На следующий день панду перевели в вольер, где раньше обитали ягуары.
Два месяца ягуары жили спокойно, а потом додумались взобраться на дерево и сигануть на свободу. Носились по парку гигантскими прыжками, загнали под лавку толстуху мороженщицу и давай лупцевать. Служители пытались отогнать. Не вышло. Винтовок, стреляющих шприцами со снотворным, в зоопарке не было – имелись две обычные. Из них и уложили опьяневших от свободы ягуаров. Толстуха выжила, правда, осталась без ноги. Ох и шуму тогда было…
Дерево спилили, вольер вычистили, домик покрасили в светло-зеленый, на ограду повесили табличку: «Панда. Китай».
Публика пошла валом.
«А панда где?» – постоянно слышал Мартын на дорожках парка. Там. Туда. От махания болела рука.
Он и сам часто подходил к вольеру. Панда все больше сидела в домике. На поляну выбиралась за бамбуковыми стеблями, сахарным тростником, яблоками и мандаринами. Соглашалась на творог и каши. Ловко расправлялась с рыбой. Пришлись по душе и заваренные березовые листья. Медвежонок жевал, поглядывая сквозь прутья грустными глазами, которые казались воспаленными. Иногда – на радость посетителям – неуклюже обходил свои владения.

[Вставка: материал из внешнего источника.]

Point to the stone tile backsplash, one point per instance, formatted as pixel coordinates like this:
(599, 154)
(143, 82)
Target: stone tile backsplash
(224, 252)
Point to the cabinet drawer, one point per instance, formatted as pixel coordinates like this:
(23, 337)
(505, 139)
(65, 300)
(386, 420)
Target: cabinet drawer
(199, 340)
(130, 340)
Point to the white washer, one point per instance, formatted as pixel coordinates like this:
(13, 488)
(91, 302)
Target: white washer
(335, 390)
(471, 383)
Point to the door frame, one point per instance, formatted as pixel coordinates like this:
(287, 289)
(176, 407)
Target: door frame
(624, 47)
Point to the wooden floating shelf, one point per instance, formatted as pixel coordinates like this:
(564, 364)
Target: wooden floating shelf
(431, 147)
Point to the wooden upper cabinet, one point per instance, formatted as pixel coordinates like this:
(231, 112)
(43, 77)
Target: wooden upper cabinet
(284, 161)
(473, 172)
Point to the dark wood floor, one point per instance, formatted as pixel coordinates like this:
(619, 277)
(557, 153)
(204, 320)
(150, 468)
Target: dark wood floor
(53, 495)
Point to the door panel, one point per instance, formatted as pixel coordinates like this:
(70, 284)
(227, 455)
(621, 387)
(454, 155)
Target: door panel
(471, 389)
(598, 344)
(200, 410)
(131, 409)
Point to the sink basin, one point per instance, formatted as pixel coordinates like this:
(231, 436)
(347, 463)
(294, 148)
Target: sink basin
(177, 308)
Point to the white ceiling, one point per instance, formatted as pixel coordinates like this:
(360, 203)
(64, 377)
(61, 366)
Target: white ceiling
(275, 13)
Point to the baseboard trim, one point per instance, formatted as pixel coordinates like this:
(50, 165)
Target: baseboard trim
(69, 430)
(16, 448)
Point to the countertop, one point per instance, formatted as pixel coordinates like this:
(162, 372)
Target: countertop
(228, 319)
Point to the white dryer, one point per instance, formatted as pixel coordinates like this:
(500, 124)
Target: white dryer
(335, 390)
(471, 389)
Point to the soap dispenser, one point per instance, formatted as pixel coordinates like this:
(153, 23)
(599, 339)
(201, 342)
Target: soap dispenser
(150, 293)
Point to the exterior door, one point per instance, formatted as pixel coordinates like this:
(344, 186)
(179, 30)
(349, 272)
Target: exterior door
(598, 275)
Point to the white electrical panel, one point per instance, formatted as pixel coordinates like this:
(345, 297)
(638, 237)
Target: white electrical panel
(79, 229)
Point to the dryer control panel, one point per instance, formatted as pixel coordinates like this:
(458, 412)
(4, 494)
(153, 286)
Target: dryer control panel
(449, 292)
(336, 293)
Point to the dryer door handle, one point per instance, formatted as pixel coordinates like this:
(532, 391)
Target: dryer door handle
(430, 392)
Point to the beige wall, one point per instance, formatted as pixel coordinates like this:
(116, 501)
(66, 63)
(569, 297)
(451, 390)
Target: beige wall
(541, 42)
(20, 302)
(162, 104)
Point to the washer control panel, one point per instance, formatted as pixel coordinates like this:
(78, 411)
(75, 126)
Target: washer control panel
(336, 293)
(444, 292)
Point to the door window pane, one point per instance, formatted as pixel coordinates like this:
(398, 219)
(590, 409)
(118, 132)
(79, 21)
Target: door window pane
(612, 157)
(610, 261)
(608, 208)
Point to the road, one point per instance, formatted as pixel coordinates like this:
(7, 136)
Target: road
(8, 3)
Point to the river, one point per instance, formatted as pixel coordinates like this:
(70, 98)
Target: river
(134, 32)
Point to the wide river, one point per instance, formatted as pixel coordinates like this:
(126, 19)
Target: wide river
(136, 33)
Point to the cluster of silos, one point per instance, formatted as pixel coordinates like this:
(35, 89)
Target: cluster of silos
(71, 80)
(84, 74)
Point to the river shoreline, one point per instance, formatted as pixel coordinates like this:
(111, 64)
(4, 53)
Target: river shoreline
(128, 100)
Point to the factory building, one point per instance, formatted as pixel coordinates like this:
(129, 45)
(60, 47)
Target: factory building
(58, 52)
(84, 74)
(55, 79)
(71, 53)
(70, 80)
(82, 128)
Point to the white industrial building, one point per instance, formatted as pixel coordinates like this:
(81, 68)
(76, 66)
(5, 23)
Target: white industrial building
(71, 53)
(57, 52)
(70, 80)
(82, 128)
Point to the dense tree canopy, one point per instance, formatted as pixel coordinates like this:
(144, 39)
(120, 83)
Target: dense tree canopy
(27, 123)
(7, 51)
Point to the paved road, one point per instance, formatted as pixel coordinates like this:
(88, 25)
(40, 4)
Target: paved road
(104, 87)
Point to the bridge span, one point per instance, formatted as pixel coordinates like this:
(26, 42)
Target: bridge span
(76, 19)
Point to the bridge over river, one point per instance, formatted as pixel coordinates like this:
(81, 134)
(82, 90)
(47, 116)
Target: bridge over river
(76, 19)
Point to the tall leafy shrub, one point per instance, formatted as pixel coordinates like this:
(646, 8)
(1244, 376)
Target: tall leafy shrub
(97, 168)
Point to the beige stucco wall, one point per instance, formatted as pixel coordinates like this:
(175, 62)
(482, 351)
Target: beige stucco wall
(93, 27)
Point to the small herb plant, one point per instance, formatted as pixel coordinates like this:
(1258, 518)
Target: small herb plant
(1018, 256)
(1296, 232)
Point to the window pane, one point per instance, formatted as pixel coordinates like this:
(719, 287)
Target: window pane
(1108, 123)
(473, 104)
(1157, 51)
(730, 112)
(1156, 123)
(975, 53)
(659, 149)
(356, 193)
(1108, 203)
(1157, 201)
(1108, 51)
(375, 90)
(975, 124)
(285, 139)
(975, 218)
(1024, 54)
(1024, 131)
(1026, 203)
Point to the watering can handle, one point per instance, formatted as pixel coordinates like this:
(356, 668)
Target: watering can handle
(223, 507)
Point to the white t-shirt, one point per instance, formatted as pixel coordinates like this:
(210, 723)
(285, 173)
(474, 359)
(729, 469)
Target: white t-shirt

Ветврач – чудак, который уверял, что понимает язык животных, а в детстве оживил мертвого щенка, – сокрушался, что панда не хочет с ним разговаривать. «Наверное, не знает русского», – предположил фельдшер.
Когда Мартын звонил дочке, трубку брал внук. Спрашивал, когда дед сводит его к мишке. «На следующей неделе», – каждый раз обещал Мартын.
На следующей неделе, во вторник, на планерке обсуждали мертвого журавля. Австрийского красавца обнаружили во время утреннего обхода. Лежал себе на берегу озера с перегрызенной шеей.
Осмотрели место происшествия. Крови на траве оказалось совсем мало. Словно вылизали кругом. Рядом печально топталась журавлиха: не могла понять, почему муженек не встает.
Мартын прокатился на вокзал за мартышками, по приезде заглянул в карантин. Ветврач вскрыл птицу и осмотрел раны.
– Пробита сонная артерия и яремная вена.
– Грызун? – спросил Мартын.
– Не, тут хищник поработал. Видишь, какие дыры.
Ветврач отошел от патанатомического стола, стянул перчатки и навис над протоколом вскрытия. Мартын смотрел на мертвого журавля. Одно крыло купировано на треть. Так делают, чтобы птицы не улетали из вольеров. Раз – и нет у крыла кончика.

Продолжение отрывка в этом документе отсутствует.